Le philosophe Rubén Dri pousse même un cri d’alarme: “le putsch est déjà lancé. Des phrases telles que ‘nous sommes en guerre’ et ‘c’est une révolution’ témoignent de l’état d’esprit de le droite mais aussi de la gauche stupide”. La section brésilienne de la LIT ( Liga Internacional de Trabalhadores –4ème Internationale trotskyste, ndt ), le PSTU brésilien a ouvertement soutenu les barrages sur les routes.


Le vrai fléau de l’agriculture


La suspension temporaire des barrages ne met pas pour autant un terme aux affrontements de classes en Argentine. Les “retenues”, crées en 1967, suspendues dans les années 90 par le néo-libéral Carlos Menem et reprises en 2002, ont trois objectifs majeurs : redistribuer les considérables profits du secteur engendrés par le boom sur les produits agricoles ; financer les subsides sur les engrais et le combustible  dont les prix sont contrôlés par le gouvernement ; et éviter toute flambée des prix des céréales et de leurs dérivés sur le marché intérieur. Lors de la brutale récession du début de ce siècle, cet impôt a constitué un des piliers du rétablissement économique du pays, apportant les liquidités nécessaires pour le moratoire sur la dette extérieure et pour mettre fin à la parité dollar-peso.

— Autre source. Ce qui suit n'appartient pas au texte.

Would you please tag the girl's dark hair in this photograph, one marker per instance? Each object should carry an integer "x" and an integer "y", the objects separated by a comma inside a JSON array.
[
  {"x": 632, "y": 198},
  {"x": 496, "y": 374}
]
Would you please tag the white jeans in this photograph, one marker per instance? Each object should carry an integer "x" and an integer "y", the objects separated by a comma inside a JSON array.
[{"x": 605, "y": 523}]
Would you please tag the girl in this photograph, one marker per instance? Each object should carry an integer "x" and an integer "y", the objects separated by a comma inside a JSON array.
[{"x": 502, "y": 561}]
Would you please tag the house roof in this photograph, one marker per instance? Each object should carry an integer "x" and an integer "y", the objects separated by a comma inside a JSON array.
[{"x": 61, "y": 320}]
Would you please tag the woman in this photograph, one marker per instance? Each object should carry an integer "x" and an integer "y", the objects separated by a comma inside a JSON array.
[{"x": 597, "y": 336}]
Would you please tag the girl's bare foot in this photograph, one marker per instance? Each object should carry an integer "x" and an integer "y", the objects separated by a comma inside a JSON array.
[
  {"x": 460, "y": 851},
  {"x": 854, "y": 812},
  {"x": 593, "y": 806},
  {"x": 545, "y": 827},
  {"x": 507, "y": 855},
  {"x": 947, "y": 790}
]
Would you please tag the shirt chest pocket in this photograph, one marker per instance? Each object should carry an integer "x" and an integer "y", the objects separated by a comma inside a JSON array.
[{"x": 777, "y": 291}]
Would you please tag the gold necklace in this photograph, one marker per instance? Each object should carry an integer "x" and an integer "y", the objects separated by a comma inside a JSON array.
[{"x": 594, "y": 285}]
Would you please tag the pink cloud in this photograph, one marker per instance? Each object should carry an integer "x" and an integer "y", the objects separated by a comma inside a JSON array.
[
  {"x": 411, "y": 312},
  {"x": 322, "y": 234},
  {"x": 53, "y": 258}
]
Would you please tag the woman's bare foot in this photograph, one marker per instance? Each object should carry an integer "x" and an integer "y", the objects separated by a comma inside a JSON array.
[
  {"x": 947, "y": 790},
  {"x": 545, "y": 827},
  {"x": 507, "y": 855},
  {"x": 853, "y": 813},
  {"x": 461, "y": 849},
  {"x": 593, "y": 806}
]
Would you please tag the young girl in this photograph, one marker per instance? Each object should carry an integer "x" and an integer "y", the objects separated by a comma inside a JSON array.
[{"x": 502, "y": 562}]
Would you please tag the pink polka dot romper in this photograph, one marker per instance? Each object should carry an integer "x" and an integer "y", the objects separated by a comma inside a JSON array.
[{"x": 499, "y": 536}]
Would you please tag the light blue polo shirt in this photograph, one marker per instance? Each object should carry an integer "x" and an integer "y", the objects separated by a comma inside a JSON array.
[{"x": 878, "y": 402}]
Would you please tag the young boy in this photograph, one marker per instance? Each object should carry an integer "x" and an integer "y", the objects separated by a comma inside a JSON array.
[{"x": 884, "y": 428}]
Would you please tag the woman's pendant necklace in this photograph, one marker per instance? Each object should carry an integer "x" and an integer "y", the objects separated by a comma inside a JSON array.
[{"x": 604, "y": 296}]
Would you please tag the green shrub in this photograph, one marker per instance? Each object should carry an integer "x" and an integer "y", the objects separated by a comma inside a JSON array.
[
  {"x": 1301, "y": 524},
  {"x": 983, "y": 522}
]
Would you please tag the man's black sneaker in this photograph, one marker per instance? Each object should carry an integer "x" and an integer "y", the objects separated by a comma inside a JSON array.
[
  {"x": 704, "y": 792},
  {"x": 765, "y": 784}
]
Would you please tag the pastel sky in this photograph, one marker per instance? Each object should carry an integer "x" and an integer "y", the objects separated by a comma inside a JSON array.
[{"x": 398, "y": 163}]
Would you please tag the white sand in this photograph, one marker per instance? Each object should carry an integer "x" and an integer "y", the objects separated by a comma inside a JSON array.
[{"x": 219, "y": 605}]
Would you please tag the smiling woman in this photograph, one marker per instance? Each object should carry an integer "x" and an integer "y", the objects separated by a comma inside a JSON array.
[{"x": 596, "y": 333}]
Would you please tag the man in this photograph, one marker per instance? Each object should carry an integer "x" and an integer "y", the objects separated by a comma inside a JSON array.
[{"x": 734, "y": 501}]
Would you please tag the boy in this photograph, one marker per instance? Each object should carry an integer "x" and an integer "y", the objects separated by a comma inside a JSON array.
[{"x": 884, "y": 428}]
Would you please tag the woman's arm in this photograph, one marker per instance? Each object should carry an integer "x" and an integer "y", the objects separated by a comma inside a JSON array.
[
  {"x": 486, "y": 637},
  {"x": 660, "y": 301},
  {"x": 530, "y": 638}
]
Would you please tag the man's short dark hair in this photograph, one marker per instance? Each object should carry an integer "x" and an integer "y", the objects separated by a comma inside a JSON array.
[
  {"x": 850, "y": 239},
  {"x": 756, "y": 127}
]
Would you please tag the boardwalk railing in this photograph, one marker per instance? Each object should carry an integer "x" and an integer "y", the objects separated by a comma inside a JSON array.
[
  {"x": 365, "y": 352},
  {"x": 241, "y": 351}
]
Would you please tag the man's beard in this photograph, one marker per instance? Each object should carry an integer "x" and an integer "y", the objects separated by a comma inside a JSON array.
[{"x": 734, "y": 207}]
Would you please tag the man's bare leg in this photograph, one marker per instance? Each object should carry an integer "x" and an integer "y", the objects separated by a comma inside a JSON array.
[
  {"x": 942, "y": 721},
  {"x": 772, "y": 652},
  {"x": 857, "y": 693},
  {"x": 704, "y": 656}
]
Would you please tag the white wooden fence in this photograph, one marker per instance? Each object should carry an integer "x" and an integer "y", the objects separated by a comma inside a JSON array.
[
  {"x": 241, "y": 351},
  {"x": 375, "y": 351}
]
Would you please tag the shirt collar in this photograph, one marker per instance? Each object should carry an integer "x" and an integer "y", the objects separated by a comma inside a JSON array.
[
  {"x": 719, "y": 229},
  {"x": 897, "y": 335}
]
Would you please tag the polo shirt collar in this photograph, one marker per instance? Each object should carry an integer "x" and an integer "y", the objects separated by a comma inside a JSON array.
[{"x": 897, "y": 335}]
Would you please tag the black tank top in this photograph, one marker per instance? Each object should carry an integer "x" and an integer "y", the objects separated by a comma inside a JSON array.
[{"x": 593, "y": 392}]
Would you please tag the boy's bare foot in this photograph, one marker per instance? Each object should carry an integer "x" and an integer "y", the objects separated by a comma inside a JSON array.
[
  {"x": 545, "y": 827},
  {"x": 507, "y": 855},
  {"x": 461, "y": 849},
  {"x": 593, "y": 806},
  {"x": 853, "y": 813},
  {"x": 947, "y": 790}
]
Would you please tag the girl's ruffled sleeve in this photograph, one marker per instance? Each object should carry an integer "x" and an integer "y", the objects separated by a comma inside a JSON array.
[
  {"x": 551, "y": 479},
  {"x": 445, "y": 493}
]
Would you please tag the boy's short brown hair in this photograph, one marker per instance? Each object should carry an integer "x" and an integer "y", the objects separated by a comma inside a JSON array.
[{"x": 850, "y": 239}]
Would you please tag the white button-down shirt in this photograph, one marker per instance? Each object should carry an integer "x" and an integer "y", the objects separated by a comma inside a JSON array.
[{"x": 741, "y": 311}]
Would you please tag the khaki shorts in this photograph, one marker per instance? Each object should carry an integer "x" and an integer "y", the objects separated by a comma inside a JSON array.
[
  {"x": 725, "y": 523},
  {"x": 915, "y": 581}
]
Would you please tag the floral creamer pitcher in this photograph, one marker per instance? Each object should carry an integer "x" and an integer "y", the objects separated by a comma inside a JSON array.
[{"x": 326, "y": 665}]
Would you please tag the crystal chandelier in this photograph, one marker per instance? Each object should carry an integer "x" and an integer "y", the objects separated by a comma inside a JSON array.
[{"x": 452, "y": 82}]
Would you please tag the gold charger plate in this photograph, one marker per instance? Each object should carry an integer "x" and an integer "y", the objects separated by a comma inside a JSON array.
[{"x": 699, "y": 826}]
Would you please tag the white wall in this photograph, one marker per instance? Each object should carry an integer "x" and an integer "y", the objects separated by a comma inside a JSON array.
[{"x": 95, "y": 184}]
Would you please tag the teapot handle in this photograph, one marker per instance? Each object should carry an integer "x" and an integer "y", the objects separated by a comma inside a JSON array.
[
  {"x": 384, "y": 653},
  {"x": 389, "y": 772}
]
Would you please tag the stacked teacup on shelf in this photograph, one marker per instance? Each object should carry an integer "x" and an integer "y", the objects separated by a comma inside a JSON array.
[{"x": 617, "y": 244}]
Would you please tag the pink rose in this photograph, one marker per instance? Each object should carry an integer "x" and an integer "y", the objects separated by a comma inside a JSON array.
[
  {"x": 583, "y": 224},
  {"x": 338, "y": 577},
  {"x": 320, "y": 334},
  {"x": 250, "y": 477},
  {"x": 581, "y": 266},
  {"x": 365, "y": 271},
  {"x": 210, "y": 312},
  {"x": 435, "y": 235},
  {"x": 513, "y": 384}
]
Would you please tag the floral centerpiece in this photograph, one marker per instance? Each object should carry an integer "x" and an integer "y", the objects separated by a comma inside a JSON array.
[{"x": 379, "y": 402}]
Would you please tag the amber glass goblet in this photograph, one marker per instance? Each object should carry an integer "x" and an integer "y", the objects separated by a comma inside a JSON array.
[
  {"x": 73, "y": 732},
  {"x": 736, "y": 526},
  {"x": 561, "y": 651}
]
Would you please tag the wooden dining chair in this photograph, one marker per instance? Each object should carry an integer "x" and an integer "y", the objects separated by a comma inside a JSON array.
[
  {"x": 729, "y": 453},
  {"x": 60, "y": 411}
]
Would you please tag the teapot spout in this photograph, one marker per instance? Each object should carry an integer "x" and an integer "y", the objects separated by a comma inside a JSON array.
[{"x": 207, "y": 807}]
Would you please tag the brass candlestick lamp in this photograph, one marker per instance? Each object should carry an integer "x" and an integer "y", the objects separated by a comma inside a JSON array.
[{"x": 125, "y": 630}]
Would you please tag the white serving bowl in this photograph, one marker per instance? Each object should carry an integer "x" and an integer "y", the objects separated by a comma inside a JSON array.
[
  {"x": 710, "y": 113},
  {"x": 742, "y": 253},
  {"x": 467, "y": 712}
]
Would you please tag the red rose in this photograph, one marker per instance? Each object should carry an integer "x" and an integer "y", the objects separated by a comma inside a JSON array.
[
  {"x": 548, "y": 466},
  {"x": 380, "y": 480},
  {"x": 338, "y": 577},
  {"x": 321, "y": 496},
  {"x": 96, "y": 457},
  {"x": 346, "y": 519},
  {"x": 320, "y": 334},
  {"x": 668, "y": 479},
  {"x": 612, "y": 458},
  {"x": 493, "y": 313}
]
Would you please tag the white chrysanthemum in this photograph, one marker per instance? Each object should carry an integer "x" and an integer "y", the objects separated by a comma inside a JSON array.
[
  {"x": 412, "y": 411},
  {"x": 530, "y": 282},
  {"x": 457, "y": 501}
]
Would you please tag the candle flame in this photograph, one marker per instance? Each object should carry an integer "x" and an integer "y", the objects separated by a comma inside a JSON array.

Il représente actuellement 13% des recettes fiscales de l’Union Argentine.


Même des économistes proches du néo-libéralisme reconnaissent que cet impôt est indispensable pour le pays. Pour Luiz Carlos Bresser Pereira, ex-ministre de Fernando Henrique Cardoso ( dernier Président du Brésil, social-démocrate de droite, ndt ), les “retenues” sont “absolument fondées” et ont permis la “remarquable croissance de l’Argentine ces dernières années”. Elles ont empêché que le pays ne dépende trop que de sa production agricole en finançant son industrialisation et autorisant une meilleure redistribution des richesses. L’économiste brésilien rappelle que le Brésil a aussi pratiqué ce type de retenues, intitulées “confisco cambial” ( “retenue de change”, ndt ), entre 1930 et 1980, et qui ont permis l’industrialisation nationale. “Le Brésil pourrait doubler son taux de croissance s’il appliquait la même politique, mais, chez nous, personne n’a le courage de s’attaquer au secteur agricole”.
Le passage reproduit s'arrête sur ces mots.